Le couteau est toujours présent dans nos quotidiens, mais son statut a changé. C’est ce que constate Laurent Fleurot, responsable marketing de H. Beligné & fils pour Victorinox : « Des marques sont en train de le “déringardiser”. Nous nous rapprochons de l’univers de la mode ou de la lunetterie. Cela valorise le produit qui est mis en scène. Aujourd’hui, l’objectif est d’en mettre “plein la vue”, avec des beaux couteaux. En 15 ans, ce produit est passé de seulement utilitaire à bel objet. » Son merchandising évolue en conséquence : « La preuve que le couteau, de poche ou de cuisine, est déringardisé, c’est la mise en avant des marques pour les boutiques », avance le responsable marketing. 

Pour sa part, Laurent Fleurot prône un merchandising par marque, par gamme ou catégorie : « Victorinox a des mobiliers qui le permettent, avec des couteaux multifonctions d’un côté et ceux de cuisine de l’autre. Le rangement est réalisé avec rigueur. C’est plus percutant et plus vendeur. » Les corners permettent aussi à un fabricant connu pour le couteau de cuisine de montrer qu’il propose aussi des couteaux de poche et inversement. Pour Laurent Fleurot, il est essentiel de créer un parcours d’achat lisible.

L’ESSAYER POUR L’ADOPTER 

« En coutellerie, il convient de trouver un beau mobilier. Victorinox a des présentoirs magnifiques, avec du bois massif, qui permettent de réaliser une belle vitrine. La coutellerie a beaucoup à gagner à être bien présentée », souligne Laurent Fleurot, responsable marketing chez H. Beligné & fils pour Victorinox. Chez Victorinox, une équipe dédiée à ce service (décorateurs, designers, architectes d’intérieur, etc.) en Europe travaille au merchandising. 

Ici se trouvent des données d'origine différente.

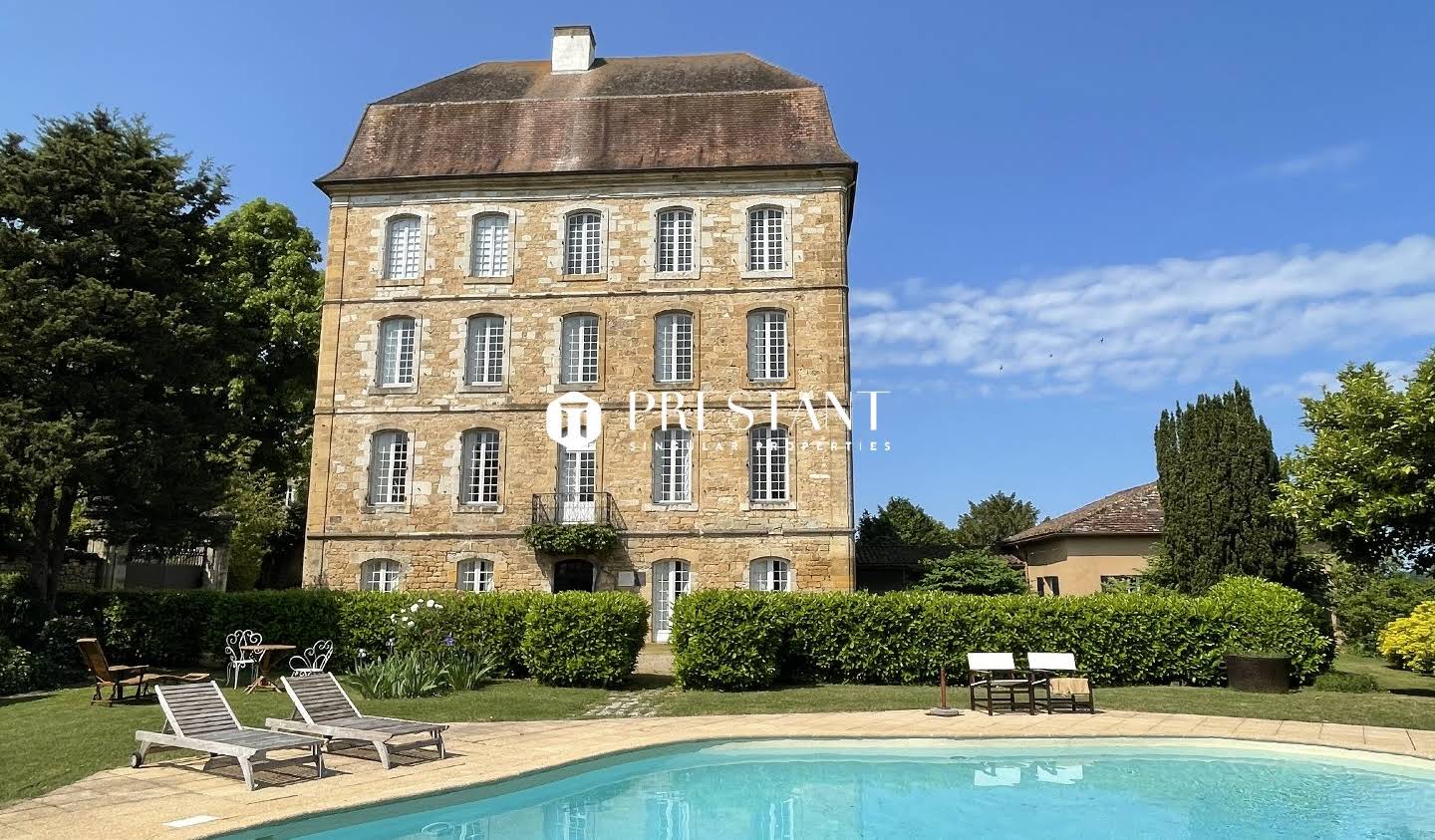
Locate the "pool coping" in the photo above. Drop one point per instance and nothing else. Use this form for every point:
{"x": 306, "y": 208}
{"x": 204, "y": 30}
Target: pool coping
{"x": 148, "y": 801}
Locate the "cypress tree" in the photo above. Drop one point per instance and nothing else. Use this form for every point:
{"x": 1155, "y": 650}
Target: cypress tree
{"x": 1217, "y": 472}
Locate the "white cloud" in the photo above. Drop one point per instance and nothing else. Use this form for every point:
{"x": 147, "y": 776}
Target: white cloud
{"x": 1135, "y": 326}
{"x": 1327, "y": 159}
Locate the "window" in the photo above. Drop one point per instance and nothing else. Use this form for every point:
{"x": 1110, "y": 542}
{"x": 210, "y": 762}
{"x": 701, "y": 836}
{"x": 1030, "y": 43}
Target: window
{"x": 389, "y": 468}
{"x": 402, "y": 247}
{"x": 397, "y": 344}
{"x": 768, "y": 464}
{"x": 675, "y": 240}
{"x": 485, "y": 351}
{"x": 771, "y": 575}
{"x": 489, "y": 246}
{"x": 766, "y": 345}
{"x": 765, "y": 238}
{"x": 672, "y": 465}
{"x": 580, "y": 349}
{"x": 475, "y": 576}
{"x": 479, "y": 482}
{"x": 674, "y": 348}
{"x": 583, "y": 243}
{"x": 379, "y": 576}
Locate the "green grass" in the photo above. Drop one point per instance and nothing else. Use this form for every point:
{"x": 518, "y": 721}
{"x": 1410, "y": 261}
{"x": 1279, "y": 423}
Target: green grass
{"x": 56, "y": 738}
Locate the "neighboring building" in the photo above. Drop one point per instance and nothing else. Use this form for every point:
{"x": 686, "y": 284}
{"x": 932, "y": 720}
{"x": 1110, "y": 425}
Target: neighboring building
{"x": 520, "y": 230}
{"x": 1101, "y": 546}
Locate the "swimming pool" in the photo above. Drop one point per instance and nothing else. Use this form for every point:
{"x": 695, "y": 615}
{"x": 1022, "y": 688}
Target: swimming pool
{"x": 925, "y": 787}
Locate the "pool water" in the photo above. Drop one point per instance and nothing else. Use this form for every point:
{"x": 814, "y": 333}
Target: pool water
{"x": 929, "y": 787}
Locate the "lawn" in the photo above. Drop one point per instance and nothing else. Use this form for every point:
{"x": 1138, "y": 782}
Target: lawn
{"x": 56, "y": 738}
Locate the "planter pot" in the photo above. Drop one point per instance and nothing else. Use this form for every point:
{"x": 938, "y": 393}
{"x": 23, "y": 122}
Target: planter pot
{"x": 1262, "y": 674}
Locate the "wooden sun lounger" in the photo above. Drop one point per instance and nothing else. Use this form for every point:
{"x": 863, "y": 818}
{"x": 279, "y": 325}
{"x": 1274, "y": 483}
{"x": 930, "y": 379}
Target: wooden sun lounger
{"x": 326, "y": 711}
{"x": 197, "y": 716}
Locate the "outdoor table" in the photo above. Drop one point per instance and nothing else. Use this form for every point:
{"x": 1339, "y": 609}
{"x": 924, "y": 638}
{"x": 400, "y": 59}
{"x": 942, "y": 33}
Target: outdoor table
{"x": 261, "y": 681}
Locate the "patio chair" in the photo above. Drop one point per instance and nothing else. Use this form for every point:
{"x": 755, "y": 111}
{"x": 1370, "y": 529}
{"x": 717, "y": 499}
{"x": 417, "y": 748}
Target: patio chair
{"x": 313, "y": 660}
{"x": 1004, "y": 686}
{"x": 197, "y": 716}
{"x": 322, "y": 708}
{"x": 1059, "y": 686}
{"x": 240, "y": 658}
{"x": 117, "y": 678}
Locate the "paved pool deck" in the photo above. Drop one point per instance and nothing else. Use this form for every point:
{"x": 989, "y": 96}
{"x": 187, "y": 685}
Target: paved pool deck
{"x": 173, "y": 796}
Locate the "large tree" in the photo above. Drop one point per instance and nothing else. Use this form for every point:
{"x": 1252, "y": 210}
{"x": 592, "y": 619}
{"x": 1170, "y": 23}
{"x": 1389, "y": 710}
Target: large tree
{"x": 1217, "y": 475}
{"x": 113, "y": 349}
{"x": 1365, "y": 484}
{"x": 994, "y": 518}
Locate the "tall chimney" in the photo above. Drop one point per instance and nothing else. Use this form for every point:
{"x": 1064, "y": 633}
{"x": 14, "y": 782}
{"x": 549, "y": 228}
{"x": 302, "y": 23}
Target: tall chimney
{"x": 573, "y": 49}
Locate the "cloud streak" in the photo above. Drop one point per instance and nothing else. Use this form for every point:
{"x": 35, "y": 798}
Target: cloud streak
{"x": 1140, "y": 325}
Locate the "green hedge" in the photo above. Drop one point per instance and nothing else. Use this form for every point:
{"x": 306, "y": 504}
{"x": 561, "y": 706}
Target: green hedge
{"x": 739, "y": 641}
{"x": 584, "y": 639}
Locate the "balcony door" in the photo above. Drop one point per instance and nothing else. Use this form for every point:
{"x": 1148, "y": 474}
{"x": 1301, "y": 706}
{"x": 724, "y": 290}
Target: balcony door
{"x": 577, "y": 484}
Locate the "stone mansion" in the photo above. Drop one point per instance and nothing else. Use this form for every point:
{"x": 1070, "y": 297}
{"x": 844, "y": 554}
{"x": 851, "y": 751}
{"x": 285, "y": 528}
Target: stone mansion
{"x": 521, "y": 230}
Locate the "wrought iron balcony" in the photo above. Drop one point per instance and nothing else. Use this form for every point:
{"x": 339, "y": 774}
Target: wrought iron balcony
{"x": 576, "y": 508}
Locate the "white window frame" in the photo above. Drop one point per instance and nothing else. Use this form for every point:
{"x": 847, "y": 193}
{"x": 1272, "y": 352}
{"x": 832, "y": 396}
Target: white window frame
{"x": 404, "y": 254}
{"x": 391, "y": 467}
{"x": 584, "y": 241}
{"x": 675, "y": 241}
{"x": 397, "y": 364}
{"x": 481, "y": 468}
{"x": 769, "y": 465}
{"x": 489, "y": 246}
{"x": 672, "y": 465}
{"x": 485, "y": 354}
{"x": 475, "y": 575}
{"x": 768, "y": 345}
{"x": 381, "y": 575}
{"x": 674, "y": 345}
{"x": 580, "y": 349}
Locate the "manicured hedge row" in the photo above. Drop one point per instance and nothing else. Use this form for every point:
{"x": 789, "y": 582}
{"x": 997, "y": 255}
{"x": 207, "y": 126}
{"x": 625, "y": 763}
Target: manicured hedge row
{"x": 184, "y": 628}
{"x": 736, "y": 641}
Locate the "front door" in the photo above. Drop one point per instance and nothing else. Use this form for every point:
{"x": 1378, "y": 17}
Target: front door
{"x": 573, "y": 576}
{"x": 671, "y": 582}
{"x": 577, "y": 484}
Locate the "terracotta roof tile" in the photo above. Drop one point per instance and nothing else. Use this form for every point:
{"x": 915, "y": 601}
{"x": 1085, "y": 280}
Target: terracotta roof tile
{"x": 1131, "y": 511}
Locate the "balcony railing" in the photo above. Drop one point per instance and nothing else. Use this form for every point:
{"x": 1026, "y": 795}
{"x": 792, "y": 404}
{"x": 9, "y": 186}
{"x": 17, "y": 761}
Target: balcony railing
{"x": 576, "y": 508}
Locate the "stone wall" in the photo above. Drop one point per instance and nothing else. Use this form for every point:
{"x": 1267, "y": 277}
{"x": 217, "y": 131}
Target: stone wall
{"x": 719, "y": 531}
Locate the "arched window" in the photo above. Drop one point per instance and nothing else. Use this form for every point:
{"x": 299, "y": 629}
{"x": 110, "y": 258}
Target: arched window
{"x": 379, "y": 575}
{"x": 765, "y": 238}
{"x": 766, "y": 345}
{"x": 488, "y": 254}
{"x": 479, "y": 467}
{"x": 484, "y": 362}
{"x": 672, "y": 465}
{"x": 389, "y": 467}
{"x": 674, "y": 348}
{"x": 580, "y": 349}
{"x": 771, "y": 575}
{"x": 475, "y": 575}
{"x": 583, "y": 243}
{"x": 404, "y": 247}
{"x": 675, "y": 240}
{"x": 768, "y": 464}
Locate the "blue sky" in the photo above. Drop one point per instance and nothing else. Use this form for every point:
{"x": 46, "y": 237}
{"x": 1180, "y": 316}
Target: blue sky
{"x": 1069, "y": 214}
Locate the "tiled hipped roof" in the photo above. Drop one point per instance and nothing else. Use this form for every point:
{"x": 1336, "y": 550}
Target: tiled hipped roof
{"x": 676, "y": 113}
{"x": 1130, "y": 511}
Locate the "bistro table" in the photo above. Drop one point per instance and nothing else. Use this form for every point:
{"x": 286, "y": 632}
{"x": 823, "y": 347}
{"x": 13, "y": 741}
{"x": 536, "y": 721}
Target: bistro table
{"x": 261, "y": 681}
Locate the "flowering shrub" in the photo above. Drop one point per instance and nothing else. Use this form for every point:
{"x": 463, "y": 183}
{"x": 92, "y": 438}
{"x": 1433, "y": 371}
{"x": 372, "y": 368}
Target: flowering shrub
{"x": 1409, "y": 642}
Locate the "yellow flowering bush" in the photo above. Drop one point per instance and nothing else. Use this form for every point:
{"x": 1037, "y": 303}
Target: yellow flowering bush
{"x": 1409, "y": 642}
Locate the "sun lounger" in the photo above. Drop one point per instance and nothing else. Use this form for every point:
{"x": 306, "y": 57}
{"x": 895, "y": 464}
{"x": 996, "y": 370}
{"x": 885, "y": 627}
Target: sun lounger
{"x": 325, "y": 709}
{"x": 197, "y": 716}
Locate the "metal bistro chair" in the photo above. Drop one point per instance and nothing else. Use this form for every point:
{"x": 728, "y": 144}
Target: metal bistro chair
{"x": 240, "y": 658}
{"x": 315, "y": 658}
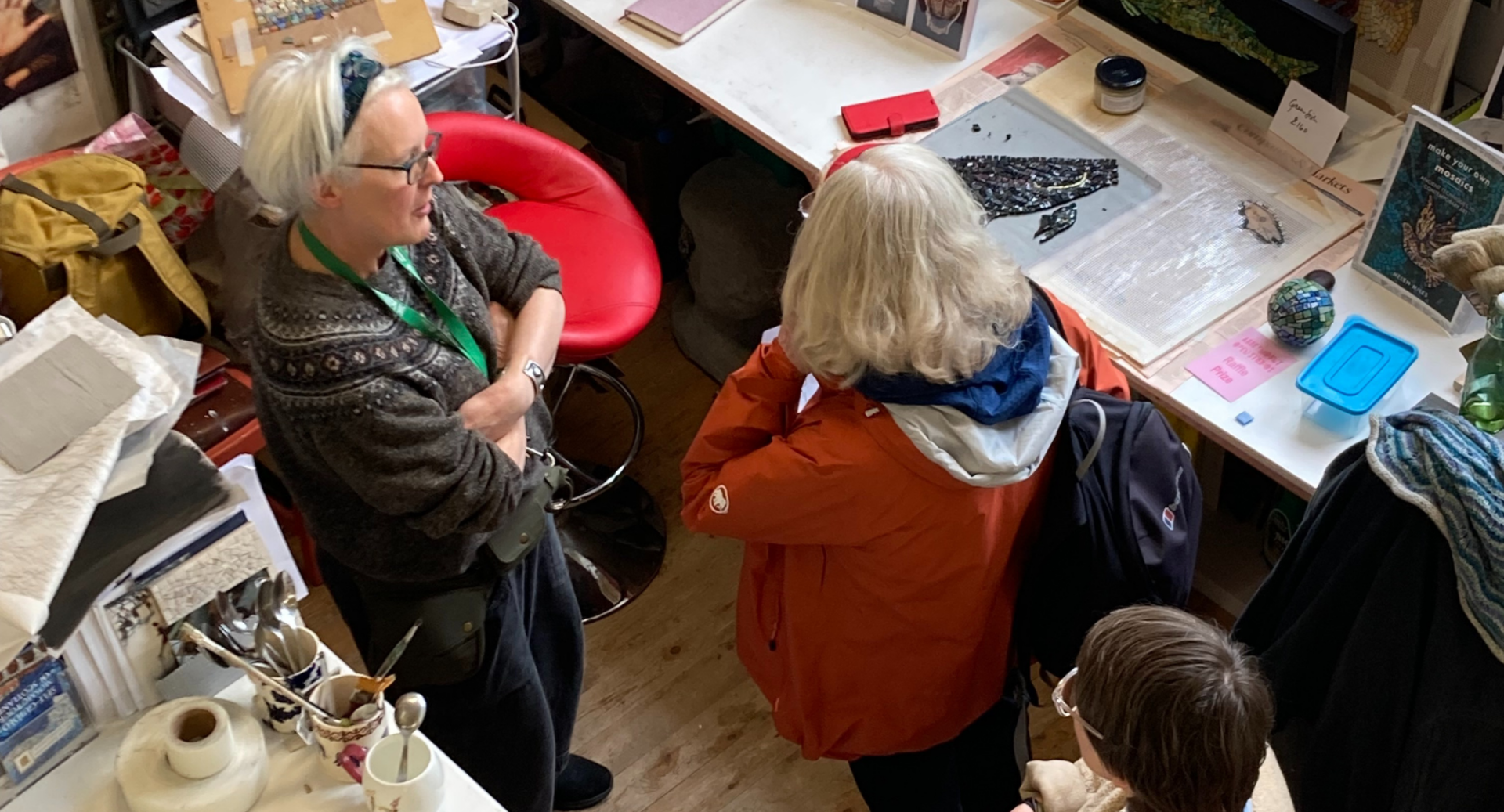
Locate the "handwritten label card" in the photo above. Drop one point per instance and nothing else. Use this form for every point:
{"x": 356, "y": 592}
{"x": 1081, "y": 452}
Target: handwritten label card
{"x": 1237, "y": 367}
{"x": 1309, "y": 122}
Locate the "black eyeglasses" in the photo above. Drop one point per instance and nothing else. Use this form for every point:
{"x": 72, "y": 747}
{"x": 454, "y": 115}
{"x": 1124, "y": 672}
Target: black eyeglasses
{"x": 417, "y": 166}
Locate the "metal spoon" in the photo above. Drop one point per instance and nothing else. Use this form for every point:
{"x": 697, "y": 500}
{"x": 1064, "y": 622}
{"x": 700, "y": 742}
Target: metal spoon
{"x": 266, "y": 604}
{"x": 226, "y": 617}
{"x": 411, "y": 709}
{"x": 286, "y": 597}
{"x": 268, "y": 650}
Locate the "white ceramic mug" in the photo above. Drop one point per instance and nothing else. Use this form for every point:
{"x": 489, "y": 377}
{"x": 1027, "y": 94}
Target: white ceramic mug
{"x": 334, "y": 695}
{"x": 423, "y": 792}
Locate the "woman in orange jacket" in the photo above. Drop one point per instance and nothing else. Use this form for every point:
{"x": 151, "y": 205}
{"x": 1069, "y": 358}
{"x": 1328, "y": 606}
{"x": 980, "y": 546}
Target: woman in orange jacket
{"x": 888, "y": 522}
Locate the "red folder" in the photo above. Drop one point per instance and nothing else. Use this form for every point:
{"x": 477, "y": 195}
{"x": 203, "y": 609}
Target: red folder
{"x": 891, "y": 117}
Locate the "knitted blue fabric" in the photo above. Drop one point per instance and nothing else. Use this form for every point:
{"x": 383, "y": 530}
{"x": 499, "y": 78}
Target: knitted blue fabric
{"x": 1007, "y": 388}
{"x": 1453, "y": 472}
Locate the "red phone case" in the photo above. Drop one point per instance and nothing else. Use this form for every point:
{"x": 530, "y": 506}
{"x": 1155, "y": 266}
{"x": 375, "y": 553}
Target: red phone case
{"x": 891, "y": 117}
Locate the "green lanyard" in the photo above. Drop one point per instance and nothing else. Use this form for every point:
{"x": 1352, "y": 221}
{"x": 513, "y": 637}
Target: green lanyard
{"x": 456, "y": 336}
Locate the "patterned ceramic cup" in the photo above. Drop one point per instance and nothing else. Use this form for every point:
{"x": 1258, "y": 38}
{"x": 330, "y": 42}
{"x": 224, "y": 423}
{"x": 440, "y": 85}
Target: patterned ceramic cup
{"x": 334, "y": 695}
{"x": 279, "y": 712}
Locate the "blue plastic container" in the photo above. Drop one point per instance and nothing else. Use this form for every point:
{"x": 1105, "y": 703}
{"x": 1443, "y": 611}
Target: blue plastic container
{"x": 1353, "y": 377}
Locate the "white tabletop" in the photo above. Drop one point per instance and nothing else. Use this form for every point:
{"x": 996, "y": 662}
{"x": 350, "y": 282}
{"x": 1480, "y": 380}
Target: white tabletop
{"x": 781, "y": 70}
{"x": 1296, "y": 450}
{"x": 298, "y": 782}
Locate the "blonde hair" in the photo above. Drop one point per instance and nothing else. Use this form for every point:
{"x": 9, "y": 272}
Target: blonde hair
{"x": 894, "y": 272}
{"x": 294, "y": 127}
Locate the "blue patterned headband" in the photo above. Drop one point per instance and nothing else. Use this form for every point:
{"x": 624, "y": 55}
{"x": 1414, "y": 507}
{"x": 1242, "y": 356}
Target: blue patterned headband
{"x": 357, "y": 73}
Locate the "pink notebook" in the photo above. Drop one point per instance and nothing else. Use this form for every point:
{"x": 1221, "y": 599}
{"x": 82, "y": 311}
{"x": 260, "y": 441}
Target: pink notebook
{"x": 677, "y": 20}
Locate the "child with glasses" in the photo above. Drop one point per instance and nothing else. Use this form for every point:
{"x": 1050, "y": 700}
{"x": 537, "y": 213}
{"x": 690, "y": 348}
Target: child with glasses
{"x": 1170, "y": 716}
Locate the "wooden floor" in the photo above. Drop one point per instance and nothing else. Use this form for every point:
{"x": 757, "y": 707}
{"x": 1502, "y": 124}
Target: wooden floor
{"x": 667, "y": 704}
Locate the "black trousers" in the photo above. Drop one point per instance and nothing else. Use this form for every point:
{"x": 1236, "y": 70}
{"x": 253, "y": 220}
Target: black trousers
{"x": 510, "y": 724}
{"x": 975, "y": 772}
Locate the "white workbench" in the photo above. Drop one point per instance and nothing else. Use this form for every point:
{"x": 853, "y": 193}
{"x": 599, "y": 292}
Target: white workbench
{"x": 298, "y": 782}
{"x": 1283, "y": 444}
{"x": 781, "y": 70}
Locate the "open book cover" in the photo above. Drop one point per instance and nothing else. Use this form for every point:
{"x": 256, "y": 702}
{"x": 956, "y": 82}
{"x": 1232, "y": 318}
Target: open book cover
{"x": 677, "y": 20}
{"x": 1443, "y": 181}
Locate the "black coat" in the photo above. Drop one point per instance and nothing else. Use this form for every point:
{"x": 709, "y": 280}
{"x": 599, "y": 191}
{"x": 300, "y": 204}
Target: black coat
{"x": 1387, "y": 697}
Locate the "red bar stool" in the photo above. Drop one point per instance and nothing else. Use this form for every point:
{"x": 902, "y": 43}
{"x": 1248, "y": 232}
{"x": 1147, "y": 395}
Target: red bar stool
{"x": 609, "y": 527}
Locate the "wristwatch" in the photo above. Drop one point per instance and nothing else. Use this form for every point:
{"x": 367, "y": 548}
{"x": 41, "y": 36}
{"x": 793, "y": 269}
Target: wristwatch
{"x": 534, "y": 374}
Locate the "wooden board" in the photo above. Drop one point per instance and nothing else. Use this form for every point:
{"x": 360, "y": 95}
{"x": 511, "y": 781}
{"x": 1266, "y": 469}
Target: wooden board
{"x": 399, "y": 29}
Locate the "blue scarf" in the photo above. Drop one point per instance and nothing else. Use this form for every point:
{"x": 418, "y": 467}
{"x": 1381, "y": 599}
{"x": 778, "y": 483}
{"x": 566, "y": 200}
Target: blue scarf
{"x": 1007, "y": 388}
{"x": 1453, "y": 472}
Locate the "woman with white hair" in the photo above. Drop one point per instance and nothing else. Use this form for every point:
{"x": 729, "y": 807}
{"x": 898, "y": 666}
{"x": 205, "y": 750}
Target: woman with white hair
{"x": 400, "y": 343}
{"x": 888, "y": 522}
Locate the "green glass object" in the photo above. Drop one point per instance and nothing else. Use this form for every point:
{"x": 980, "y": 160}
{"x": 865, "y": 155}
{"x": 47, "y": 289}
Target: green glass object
{"x": 1484, "y": 393}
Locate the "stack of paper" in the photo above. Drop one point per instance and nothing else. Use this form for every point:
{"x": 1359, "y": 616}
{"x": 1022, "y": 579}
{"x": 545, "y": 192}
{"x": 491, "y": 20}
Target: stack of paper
{"x": 188, "y": 74}
{"x": 119, "y": 641}
{"x": 45, "y": 509}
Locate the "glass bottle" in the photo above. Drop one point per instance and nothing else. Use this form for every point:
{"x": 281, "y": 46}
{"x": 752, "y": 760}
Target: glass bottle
{"x": 1484, "y": 393}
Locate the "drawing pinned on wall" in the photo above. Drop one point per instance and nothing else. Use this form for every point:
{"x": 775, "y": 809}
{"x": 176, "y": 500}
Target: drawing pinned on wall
{"x": 35, "y": 50}
{"x": 1386, "y": 23}
{"x": 1405, "y": 49}
{"x": 1250, "y": 47}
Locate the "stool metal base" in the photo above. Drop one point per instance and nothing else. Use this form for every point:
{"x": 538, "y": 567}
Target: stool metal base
{"x": 614, "y": 547}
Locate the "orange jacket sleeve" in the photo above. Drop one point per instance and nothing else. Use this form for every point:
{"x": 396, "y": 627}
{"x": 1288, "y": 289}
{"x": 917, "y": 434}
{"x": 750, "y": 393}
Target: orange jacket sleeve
{"x": 750, "y": 477}
{"x": 1098, "y": 370}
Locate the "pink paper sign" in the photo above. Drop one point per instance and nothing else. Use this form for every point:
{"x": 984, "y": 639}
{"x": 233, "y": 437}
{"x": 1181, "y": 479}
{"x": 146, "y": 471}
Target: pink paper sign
{"x": 1247, "y": 359}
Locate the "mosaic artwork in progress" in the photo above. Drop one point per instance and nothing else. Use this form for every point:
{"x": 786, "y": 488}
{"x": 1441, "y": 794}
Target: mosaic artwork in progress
{"x": 274, "y": 16}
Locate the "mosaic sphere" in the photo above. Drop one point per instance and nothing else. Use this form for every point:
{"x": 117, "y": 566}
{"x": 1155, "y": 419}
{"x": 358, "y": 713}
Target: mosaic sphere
{"x": 1300, "y": 313}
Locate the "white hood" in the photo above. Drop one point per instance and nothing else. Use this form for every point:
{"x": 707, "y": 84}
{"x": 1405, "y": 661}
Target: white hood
{"x": 993, "y": 456}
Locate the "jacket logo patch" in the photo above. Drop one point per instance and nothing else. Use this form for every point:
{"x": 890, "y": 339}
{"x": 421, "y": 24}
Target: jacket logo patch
{"x": 1169, "y": 511}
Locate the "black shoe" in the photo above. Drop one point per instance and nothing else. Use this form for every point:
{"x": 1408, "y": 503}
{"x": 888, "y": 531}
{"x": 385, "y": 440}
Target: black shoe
{"x": 581, "y": 785}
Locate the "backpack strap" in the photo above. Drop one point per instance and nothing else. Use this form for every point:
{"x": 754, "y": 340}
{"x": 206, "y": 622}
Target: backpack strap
{"x": 109, "y": 241}
{"x": 94, "y": 222}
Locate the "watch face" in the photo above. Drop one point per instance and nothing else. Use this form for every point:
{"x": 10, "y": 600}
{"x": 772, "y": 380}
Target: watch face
{"x": 534, "y": 370}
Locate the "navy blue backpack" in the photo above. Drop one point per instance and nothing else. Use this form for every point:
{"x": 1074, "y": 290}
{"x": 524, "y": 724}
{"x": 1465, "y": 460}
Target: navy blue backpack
{"x": 1121, "y": 525}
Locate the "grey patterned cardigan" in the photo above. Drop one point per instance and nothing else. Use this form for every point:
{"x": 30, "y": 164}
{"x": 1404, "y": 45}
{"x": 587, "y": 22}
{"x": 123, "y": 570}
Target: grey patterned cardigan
{"x": 360, "y": 410}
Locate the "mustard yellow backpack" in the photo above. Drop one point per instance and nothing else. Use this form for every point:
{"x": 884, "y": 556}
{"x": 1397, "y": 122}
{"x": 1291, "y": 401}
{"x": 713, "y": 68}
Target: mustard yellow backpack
{"x": 78, "y": 226}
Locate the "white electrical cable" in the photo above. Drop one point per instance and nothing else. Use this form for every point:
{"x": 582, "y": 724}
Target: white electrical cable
{"x": 512, "y": 45}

Parmi l’offre de couteaux, comment aider le client à choisir ? « Chez Zwilling, nous partons du principe qu’un couteau doit être pris en main, car nous avons tous des morphologies différentes », partage Nathalie Chabert, directrice marketing et communication de Zwilling Staub France. En effet, le client doit voir s’il est à l’aise avec le poids, la forme du manche, etc. « Ce que nous préconisons en merchandising point de vente est d’avoir un espace dédié à l’essai, avec à disposition une planche et quelques légumes durs, tels que la carotte ou la pomme de terre, pour que le client se rende compte de la manière dont il appréhende le couteau, en fonction de son habitude de découpe », explique Nathalie Chabert. Au-delà de la mise à disposition de dépliants et de brochures, Kyocera propose des tables sur lesquelles les clients peuvent essayer ses couteaux en céramique et une machine à cintrer pour montrer la flexibilité de la céramique. « Nous essayons de toucher toutes les personnes intéressées par l’achat de couteaux en céramique de haute qualité, note Oliver Pinnow, responsable des ventes. Chaque cuisine a besoin d’un couteau en céramique et il constitue un complément indispensable aux couteaux en acier. » Le message de la marque : les couteaux en céramique Kyocera sont plus tranchants et le restent plus longtemps que les couteaux en acier, ils sont faciles à nettoyer et légers, et ne contiennent pas de métal. Ils sont donc parfaits pour les personnes qui souhaitent cuisiner avec peu d’effort et de manière saine.

UN BEAU CONTENANT 

Au-delà du produit, Benoit Bérot, directeur marketing de Jean Dubost, rappelle que son contenant constitue un élément clef pour l’aide à la vente : « Nous travaillons notre offre en termes de mobiliers facilitant à la fois la présentation des collections en magasin et le choix des consommateurs. » Ceux-ci doivent rehausser les gammes, la marque et ses valeurs afin de renforcer l’acte d’achat du consommateur final. Pour aider les distributeurs à créer une histoire dans leur magasin, le coutelier leur propose la mise en place de shop-in-shops dédiés pouvant accueillir une collection complète de la marque Jean Dubost, ce qui permet de valoriser sa présence et sa “décodabilité” au milieu de l’offre large et vaste dans les points de vente.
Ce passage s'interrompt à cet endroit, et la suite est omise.